Raspberri Pi > Pi audio link for broadcast comms

Hello,

I work in television broadcast and we regularly use a variety of methods for 2 way communications between sites, however these can sometimes be quite pricey and inflexible.

I was wondering if asterisk would be the right tool to achieve the following:

Raspberry Pi in site A connected to Raspberry Pi in site B over a VPN. Each pi would be connected to a USB sound card with say 4 audio inputs and outputs. I’d like to have 4, two way connections going between the Pi’s. Ideally I’d like to be able to build a nice web interface or node red style thing to establish the connections. I feel like SIP would be the most obvious way of doing this, but am fairly new to this side of the industry.

Would anyone have any pointers of suggestions on how to get started?

I’ve had asterisk up and running with webRTC clients, but want something with less of a user interface and more just straight audio links.

Thanks in advance,
Dan

Is this 4 independent conversations or is it 8 participants all in the same party line like a group edit or table read?

Will each participant be using a telephone or an audio (not telephony’ish) headset with a boom?

If independent conversations, does the configuration need to change or is it always A1/B1, A2/B2, etc.?

What it is the final goal here ?

So it would be 4 separate conversations, in the broadcast world it’s what we refer to as a 4-wire. So in this case, with the 4 inputs and output from the soundcard, it would be 4x4wires.

The inputs and outputs would tie into a seperate intercom system, so for example if you had a director in site A, they would have a button that talks to a director in site B and vice versa. When they press the button the audio would go into the sound card and come out at the other end.

The goal here is to essentially use Asterisk/SIP as an audio transport tool.
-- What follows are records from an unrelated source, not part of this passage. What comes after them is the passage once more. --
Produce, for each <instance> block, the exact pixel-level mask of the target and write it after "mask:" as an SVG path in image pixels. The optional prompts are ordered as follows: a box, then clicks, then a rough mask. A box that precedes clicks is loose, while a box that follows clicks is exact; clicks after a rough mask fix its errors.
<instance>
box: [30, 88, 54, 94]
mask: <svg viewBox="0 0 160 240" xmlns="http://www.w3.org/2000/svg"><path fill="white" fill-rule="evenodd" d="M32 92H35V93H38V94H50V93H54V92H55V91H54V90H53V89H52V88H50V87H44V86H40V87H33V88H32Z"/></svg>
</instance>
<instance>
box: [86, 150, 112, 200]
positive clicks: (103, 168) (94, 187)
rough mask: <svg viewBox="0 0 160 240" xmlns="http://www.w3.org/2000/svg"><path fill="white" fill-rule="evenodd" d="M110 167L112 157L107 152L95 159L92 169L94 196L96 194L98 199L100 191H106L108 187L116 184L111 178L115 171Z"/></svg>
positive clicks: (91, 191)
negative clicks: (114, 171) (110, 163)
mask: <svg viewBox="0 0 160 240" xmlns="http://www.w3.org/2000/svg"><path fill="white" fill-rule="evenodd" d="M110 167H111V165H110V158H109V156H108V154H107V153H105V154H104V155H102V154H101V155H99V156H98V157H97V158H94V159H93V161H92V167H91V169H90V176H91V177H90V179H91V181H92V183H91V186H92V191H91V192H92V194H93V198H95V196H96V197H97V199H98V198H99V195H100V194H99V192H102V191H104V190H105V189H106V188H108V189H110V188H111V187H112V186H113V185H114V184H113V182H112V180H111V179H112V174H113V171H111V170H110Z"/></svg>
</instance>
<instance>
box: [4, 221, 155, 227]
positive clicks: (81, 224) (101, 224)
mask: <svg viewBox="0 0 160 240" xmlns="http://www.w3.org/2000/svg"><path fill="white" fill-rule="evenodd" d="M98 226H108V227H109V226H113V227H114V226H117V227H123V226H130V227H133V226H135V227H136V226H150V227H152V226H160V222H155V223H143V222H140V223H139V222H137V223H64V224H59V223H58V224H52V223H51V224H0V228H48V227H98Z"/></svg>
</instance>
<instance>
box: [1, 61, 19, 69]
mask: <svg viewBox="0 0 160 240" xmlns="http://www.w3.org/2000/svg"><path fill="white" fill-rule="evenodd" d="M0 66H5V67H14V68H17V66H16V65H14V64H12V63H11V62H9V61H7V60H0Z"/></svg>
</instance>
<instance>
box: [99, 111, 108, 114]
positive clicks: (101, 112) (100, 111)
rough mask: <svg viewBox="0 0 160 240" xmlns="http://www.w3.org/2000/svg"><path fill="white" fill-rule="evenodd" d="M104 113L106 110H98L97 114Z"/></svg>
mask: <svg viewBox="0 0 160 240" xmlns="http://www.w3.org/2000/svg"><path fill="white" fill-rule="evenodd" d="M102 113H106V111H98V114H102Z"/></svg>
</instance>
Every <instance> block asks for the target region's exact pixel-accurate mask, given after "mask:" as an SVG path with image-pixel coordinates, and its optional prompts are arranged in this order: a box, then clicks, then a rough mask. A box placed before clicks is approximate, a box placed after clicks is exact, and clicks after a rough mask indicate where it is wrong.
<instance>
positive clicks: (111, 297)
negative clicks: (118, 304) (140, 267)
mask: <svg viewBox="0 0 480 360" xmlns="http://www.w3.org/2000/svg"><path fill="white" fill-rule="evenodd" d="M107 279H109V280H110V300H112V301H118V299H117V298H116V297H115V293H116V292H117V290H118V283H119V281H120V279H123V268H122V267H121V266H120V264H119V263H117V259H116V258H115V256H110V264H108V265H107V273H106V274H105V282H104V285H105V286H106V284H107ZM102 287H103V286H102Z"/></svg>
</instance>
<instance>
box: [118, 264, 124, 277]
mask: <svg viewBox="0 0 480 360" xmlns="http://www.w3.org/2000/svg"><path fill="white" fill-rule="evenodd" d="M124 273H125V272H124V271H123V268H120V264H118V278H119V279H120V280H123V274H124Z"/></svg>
I think the Jack() app could work for you

Is Asterisk over-kill for this task?

Would something like this Octo HAT and a fixed application running on each Pi that copies audio frames from each channel, concatenates the frames into IP packets and sends it to the other Pi such that a frame read from A1 is written to B1, B1 to A1, A2 to B2, B2 to A2, etc. do the trick?

As @sedwards imp;ies, Asterisk is likely to be an overkill for this. However, sometimes overkill solutions an be the easiest solutions, as they can involve less technical programming.

Two edged sword :slight_smile:

That additional complexity could put you on the receiving end of a ‘Tom Cruise Covid Rant’ for stopping production and not being able to diagnose and resolve the issue in the field.

Production intercom systems can be complex and expensive ($x0,000):

https://videoengineer.net/pages/intercom_systems.htm
https://www.clearcom.com/choosing-the-right-wireless-intercom-system-2-wire-4-wire-interfacing-part-2-of-9/

There’s even a job title associated – ‘Intercom Configuration Specialist’ – who knew :slight_smile:

Of course, it all depends on the level of complexity the OP needs. Something that just powers up, searches for it’s mate, and establishes 4 fixed ‘circuits’ between matching ports on sound cards or is there more detail that needs to be revealed to make decisions?